Programa porque gosta, e começou a trabalhar com isso porque acha que trabalhar como administrador é meio chato. Por esse motivo sempre diz que nunca mais vai virar gerente de ninguém. E também porque acredita que pessoas autogerenciadas funcionam melhor e por acreditar que heterarquia é melhor que hierarquia. Mas isso é outro assunto.
Foi reconhecido  Microsoft MVP depois que alguém notou que ele não dormia a noite pra ficar escrevendo artigos, cuidando e participando do .Net Architects, gravando o podcast Tecnoretórica, escrevendo posts no blog e falando o que bem entende no twitter @giovannibassi. E por falar nisso é no twitter que conta pra todos que gerencia de projetos deve ser feita pelo time e não por um gerentes, que greves em TI são coisas sem sentido e que stored procedure com regras de negócio são malígnas.
Você já deve ter percebido (até porque está lá na primeira frase) que Giovanni é agilista. De tanto gostar disso ele trouxe os programas de certificação e treinamento  PSD e PSM da Scrum.org pro Brasil, e por causa deles, do MVP e de algum trabalho que aparece tem que ficar indo pros EUA de vez enquando, coisa que prefere não fazer. (É bem comum você ouvir ele perguntando porque a Scrum.org e a Microsoft não estão na Itália, por exemplo.)
Junto com alguns Jedis criou a Lambda3, que, apesar de ser pequena e de não ser muito comum no Brasil, insiste em fazer projetos e consultoria direito. Por causa da Lambda3 ele tem trabalhado mais do que quando era consultor independente, mas menos do que a maioria das pessoas. Quer dizer, isso se você considerar que os trabalhos junto à comunidade não são trabalho, caso contrário ele trabalha mais que a maioria das pessoas.

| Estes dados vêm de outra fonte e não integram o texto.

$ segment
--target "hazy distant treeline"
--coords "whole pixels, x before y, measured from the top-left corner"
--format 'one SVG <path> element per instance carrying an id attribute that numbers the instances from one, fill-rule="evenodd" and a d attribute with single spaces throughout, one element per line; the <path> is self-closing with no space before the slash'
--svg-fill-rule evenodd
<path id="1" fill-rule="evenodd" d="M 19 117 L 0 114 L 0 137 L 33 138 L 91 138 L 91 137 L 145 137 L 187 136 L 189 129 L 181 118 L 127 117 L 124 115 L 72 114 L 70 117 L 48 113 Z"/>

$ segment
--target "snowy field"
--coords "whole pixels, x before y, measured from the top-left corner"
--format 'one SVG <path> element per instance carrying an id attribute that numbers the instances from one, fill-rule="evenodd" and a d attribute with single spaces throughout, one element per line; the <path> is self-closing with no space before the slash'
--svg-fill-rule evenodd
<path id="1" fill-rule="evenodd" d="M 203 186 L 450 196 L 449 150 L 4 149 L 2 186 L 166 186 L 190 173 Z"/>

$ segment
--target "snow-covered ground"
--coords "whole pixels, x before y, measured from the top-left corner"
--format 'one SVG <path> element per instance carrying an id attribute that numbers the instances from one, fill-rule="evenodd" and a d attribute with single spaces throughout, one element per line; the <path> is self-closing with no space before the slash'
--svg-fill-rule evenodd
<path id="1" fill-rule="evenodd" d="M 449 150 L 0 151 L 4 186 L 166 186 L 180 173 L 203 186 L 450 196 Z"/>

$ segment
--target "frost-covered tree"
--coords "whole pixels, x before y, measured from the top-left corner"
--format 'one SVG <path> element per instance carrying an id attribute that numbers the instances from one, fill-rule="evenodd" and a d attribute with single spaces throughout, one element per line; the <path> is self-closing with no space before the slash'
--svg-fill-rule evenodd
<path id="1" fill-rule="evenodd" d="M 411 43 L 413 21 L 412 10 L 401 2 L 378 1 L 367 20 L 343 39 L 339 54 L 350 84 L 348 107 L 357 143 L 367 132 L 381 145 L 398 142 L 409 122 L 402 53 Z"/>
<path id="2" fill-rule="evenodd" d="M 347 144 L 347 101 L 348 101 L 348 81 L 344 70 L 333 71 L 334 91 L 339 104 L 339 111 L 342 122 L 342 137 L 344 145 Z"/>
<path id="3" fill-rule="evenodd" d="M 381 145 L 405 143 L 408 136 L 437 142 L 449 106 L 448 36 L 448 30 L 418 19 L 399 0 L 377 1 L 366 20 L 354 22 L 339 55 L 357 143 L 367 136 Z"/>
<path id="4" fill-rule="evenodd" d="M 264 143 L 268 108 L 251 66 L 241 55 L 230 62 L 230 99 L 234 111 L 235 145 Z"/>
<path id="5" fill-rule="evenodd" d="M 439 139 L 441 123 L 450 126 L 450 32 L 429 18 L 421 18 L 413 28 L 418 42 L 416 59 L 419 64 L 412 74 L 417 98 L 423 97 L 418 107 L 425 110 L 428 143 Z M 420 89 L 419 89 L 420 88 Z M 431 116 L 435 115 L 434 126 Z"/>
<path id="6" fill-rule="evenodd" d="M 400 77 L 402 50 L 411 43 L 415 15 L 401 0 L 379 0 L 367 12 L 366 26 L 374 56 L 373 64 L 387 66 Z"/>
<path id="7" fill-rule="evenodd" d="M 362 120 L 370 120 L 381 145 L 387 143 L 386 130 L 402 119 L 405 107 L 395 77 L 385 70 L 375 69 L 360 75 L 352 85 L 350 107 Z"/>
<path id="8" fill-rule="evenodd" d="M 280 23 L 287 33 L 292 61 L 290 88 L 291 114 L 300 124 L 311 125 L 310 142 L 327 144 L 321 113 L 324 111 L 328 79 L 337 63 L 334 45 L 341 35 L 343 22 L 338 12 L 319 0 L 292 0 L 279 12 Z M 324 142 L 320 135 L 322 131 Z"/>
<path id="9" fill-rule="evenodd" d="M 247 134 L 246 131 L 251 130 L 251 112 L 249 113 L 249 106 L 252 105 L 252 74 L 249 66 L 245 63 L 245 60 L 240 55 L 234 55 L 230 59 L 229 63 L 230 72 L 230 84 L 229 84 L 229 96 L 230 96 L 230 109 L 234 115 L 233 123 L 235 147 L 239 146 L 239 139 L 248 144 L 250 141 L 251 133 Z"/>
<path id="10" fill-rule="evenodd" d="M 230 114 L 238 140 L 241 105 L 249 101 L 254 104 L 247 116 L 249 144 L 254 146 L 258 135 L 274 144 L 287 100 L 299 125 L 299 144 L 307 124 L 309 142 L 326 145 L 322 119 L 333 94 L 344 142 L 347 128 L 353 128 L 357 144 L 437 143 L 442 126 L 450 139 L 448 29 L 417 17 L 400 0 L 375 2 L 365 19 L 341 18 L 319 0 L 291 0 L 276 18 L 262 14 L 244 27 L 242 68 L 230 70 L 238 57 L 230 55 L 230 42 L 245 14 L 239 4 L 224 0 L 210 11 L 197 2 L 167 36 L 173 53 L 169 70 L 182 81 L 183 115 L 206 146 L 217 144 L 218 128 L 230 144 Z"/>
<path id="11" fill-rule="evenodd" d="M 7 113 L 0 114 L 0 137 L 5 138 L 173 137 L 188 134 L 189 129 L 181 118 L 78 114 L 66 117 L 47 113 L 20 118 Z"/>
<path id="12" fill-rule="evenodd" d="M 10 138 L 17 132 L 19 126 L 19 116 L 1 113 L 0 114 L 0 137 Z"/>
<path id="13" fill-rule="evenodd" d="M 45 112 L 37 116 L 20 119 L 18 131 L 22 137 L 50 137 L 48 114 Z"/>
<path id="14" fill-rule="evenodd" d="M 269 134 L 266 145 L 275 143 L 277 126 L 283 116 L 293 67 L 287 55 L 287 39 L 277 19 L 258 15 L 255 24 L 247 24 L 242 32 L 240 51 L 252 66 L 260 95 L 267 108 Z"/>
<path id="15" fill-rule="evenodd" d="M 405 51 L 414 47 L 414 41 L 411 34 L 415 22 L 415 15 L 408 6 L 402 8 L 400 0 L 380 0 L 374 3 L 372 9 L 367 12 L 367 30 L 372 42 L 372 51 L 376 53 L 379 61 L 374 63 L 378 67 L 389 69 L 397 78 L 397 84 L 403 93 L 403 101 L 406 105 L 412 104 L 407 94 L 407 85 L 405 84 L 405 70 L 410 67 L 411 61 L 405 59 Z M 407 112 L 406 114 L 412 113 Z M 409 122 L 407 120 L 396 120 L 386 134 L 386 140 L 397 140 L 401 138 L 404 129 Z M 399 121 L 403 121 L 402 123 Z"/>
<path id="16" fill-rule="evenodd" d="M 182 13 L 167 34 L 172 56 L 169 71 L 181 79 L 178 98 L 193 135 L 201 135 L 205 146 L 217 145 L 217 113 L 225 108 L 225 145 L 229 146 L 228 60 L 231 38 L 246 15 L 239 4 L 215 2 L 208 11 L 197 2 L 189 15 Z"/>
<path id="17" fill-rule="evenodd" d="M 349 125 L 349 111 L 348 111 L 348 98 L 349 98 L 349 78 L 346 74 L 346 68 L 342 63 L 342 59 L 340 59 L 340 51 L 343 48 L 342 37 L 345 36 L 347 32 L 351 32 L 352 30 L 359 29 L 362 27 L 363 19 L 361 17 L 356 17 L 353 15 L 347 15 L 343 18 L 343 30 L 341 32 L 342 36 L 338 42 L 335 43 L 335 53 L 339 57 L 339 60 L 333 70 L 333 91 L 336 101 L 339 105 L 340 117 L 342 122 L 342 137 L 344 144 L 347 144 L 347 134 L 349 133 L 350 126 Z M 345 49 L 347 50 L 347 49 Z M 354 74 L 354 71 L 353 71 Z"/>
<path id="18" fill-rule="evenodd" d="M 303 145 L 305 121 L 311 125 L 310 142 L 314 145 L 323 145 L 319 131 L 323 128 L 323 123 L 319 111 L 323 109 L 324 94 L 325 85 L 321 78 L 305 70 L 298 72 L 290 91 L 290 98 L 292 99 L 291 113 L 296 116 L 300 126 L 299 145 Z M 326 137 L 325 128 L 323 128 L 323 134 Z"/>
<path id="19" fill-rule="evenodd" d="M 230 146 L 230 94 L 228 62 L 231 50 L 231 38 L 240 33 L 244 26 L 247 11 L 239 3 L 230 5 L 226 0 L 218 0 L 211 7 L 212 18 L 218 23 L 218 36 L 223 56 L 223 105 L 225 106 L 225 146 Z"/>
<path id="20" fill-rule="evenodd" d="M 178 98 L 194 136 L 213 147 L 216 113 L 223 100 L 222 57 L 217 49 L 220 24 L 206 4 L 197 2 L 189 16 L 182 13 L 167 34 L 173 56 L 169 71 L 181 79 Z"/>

Recentemente ele resolveu que merecia viver melhor e ganhar uns anos de vida e desistiu de ser sedentário, fazendo algum barulho de vez em quando com os amigos no twitter com a hashtag #DotNetEmForma. Por causa do convite recente de amigos do lado Open Source (que ele respeita e admira), começou a escalar, e agora está sempre com as mãos machucadas. Mas ainda dá pra programar. Você encontra ele sempre em algum evento, como o TechEd, e o DNAD, mas também outros menos comuns para o pessoal do .NET, como a RubyConf. Nesses eventos, ou ele está vendo palestras, ou batendo papo com alguém, ou codando alguma aplicação que alguém achou que dava pra fazer durante o evento.